Segundo o representante adjunto do ACNUR no Brasil, Federico Martínez, o festival oferece também uma oportunidade para agradecer e reconhecer o trabalho das comunidades de acolhida.
“Um evento como o Rio Refugia permite reunir pessoas para compartilhar na diversidade, na riqueza, e para ter momentos mais tranquilos a fim de fortalecer esse relacionamento. E comprova grandes avanços em termos de convivência pacífica, integração cultural e reconhecimento do outro”, disse Martínez.
Foram oferecidas cinco oficinas: de turbantes, tranças, tatuagem de henna, caligrafia árabe e brinquedos populares da Venezuela. O tamanho das filas foi a demonstração do interesse dos participantes. Quem estava escrevendo o nome das pessoas no alfabeto árabe era Mohammed el Jazouli. Além de fazer a transliteração, ele explicava como a leitura tinha que ser feita: da direita para a esquerda.
Sua simpatia o tornou uma celebridade — todo mundo queria tirar uma foto com o artista. O marroquino, há quase 10 anos no Brasil, classifica a diferença entre as culturas como uma riqueza, e comemora o sucesso do trabalho. “Eu passo um pouco da cultura, com amor, fico mais próximo do outro e me lembro de casa, em uma rica mistura”, celebrou.
Muitos visitantes quiseram aprender a arte de amarrar turbantes à cabeça. Já as tatuagens de henna chamaram a atenção de um grupo de estudantes que estava gravando um documentário para uma matéria da escola sobre os refugiados. De acordo com Gabriela Costa, de 17 anos, é necessário falar sobre o assunto para acabar com preconceitos e tabus.
Outra aluna do grupo, Carina de Souza, de 16 anos, aproveitou a chance para conversar – e aprender – com a venezuelana responsável pela oficina, e ficou impressionada com a história da refugiada. “Ela disse que conseguiu falar português em apenas seis meses, mesmo vindo para cá com quase nada, sozinha, se virando. Acho isso incrível porque mostra a capacidade de sobrevivência dela”, relatou.
Sabores do mundo
As comidas típicas não podiam ficar de fora. Entre os visitantes, quem era refugiado matava a saudades de casa e quem era brasileiro aproveitava para conhecer as iguarias apresentadas em tendas de países como Venezuela, Síria, Nigéria, Colômbia e República Democrática do Congo.
Entre os pratos vendidos, fez sucesso o nigeriano arroz jollof com curry e pimenta, acompanhado de carne ou frango, banana da terra e salada.
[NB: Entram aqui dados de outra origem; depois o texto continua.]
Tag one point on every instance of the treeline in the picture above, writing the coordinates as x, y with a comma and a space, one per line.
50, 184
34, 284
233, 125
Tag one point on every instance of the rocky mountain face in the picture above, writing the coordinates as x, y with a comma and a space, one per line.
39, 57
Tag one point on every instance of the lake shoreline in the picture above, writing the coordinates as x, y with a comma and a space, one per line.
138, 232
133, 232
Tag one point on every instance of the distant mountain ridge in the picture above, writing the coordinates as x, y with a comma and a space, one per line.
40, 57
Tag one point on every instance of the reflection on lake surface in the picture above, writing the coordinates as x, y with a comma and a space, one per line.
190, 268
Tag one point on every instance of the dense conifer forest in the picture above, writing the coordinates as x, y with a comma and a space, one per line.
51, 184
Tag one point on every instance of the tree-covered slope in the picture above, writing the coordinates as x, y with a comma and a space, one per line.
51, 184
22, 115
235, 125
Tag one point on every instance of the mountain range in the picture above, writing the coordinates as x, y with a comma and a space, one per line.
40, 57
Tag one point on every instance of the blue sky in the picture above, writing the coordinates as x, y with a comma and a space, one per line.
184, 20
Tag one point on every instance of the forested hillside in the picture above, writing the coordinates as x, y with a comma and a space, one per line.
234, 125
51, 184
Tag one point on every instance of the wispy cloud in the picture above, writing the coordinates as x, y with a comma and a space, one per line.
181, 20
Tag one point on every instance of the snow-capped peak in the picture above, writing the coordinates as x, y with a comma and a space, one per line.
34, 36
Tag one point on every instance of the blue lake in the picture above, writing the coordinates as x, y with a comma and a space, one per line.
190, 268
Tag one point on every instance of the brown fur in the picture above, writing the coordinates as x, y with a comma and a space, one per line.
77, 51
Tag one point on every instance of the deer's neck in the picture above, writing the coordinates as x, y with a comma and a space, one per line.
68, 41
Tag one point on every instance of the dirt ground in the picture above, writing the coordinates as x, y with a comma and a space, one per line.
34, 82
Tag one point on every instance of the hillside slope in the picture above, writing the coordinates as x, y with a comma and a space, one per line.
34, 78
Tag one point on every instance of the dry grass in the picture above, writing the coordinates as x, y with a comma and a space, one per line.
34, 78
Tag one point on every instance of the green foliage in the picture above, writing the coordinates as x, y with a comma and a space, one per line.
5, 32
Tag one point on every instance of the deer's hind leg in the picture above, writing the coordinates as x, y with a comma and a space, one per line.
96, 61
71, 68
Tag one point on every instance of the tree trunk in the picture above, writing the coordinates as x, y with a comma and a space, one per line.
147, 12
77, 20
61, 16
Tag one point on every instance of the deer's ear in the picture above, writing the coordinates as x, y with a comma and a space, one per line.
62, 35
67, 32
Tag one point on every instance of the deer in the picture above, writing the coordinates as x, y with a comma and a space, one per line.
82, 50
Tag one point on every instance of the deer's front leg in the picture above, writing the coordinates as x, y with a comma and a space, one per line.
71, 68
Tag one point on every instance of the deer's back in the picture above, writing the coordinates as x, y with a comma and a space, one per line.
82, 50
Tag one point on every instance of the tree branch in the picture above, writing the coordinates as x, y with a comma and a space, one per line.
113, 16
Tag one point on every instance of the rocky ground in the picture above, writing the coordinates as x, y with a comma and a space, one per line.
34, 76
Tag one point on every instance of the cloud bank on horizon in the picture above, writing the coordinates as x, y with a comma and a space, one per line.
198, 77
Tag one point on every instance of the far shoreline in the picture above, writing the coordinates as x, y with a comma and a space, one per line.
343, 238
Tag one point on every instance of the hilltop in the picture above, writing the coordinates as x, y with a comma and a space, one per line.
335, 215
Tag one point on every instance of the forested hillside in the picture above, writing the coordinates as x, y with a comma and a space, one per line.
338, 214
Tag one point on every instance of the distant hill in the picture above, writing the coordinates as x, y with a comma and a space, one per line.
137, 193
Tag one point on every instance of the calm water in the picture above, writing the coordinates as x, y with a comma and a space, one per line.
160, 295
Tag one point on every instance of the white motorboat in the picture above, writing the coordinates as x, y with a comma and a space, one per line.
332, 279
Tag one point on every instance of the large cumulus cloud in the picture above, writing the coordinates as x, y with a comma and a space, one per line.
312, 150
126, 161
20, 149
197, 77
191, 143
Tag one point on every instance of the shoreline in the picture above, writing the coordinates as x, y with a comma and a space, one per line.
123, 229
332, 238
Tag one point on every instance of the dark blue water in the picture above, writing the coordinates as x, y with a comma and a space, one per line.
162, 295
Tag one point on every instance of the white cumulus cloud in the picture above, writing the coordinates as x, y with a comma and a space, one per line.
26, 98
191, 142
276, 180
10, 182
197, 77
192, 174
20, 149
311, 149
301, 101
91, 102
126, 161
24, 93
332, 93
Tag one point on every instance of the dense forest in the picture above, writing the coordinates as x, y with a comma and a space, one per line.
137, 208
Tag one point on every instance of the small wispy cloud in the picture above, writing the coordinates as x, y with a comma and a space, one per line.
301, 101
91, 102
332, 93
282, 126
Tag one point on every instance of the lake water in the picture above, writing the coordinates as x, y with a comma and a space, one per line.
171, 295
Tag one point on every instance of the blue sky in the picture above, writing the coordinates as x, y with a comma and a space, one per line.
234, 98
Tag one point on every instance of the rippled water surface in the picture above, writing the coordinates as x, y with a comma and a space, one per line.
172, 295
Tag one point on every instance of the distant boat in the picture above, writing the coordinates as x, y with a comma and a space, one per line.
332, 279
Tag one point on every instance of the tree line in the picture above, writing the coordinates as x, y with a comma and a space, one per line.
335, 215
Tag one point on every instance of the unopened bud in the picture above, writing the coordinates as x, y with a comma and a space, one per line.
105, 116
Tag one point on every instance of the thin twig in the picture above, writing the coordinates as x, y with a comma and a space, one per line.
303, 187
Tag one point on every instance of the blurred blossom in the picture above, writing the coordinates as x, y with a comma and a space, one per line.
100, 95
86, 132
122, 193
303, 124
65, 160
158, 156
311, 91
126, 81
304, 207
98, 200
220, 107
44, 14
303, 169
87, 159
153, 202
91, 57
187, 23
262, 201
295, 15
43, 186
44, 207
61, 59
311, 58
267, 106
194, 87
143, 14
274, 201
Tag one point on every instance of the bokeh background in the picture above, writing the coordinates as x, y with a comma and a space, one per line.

Foi a escolha da professora Márcia Andrea Nascimento, de 54 anos. “O que eu puder comprar para ajudar e manter esse trabalho, estou junto. O Brasil tem tudo para receber essas pessoas. Faz parte da nossa natureza ser hospitaleiro”, disse.
Para o congolês Yves Abdallah, de 27 anos, o Rio Refugia oferece essa dupla oportunidade para as pessoas refugiadas. Apesar da origem, ele se apaixonou pela culinária haitiana no Brasil e hoje ajuda a promovê-la em eventos gastronômicos no Rio de Janeiro.
“Fazemos bolinho de mandioca, banana frita, comida totalmente vegana, saudável, boa para o coração e para a memória. E aproveitamos para explicar ao mundo o que é um refugiado, o que o refugiado está fazendo aqui. Não estamos aqui para roubar emprego de ninguém. Estamos aqui com um propósito. Refugiado não é fugitivo”, explicou.
O Rio Refugia apresentou ainda artesanato colombiano e africano, aula de dança, música de ritmos africanos e show do Coral do Rei, que levantou o público e fez o SESC Tijuca parecer um grande festival de música.
Para a venezuelana Norma Carillo, o evento teve um gostinho especial. Ela aproveitou para comer as típicas arepas do seu país e celebrou um feliz reencontro com amigos com os quais havia compartilhado os desafios dos primeiros meses no Brasil.
”Para nós, esse evento tem muita diferença em relação ao ano passado. No último Rio Refugia, eu e as pessoas que haviam chegado comigo em março de 2018 estávamos todos desempregados, sem dinheiro, preocupados. Agora a maioria está trabalhando, empregado ou empreendendo”, comemorou.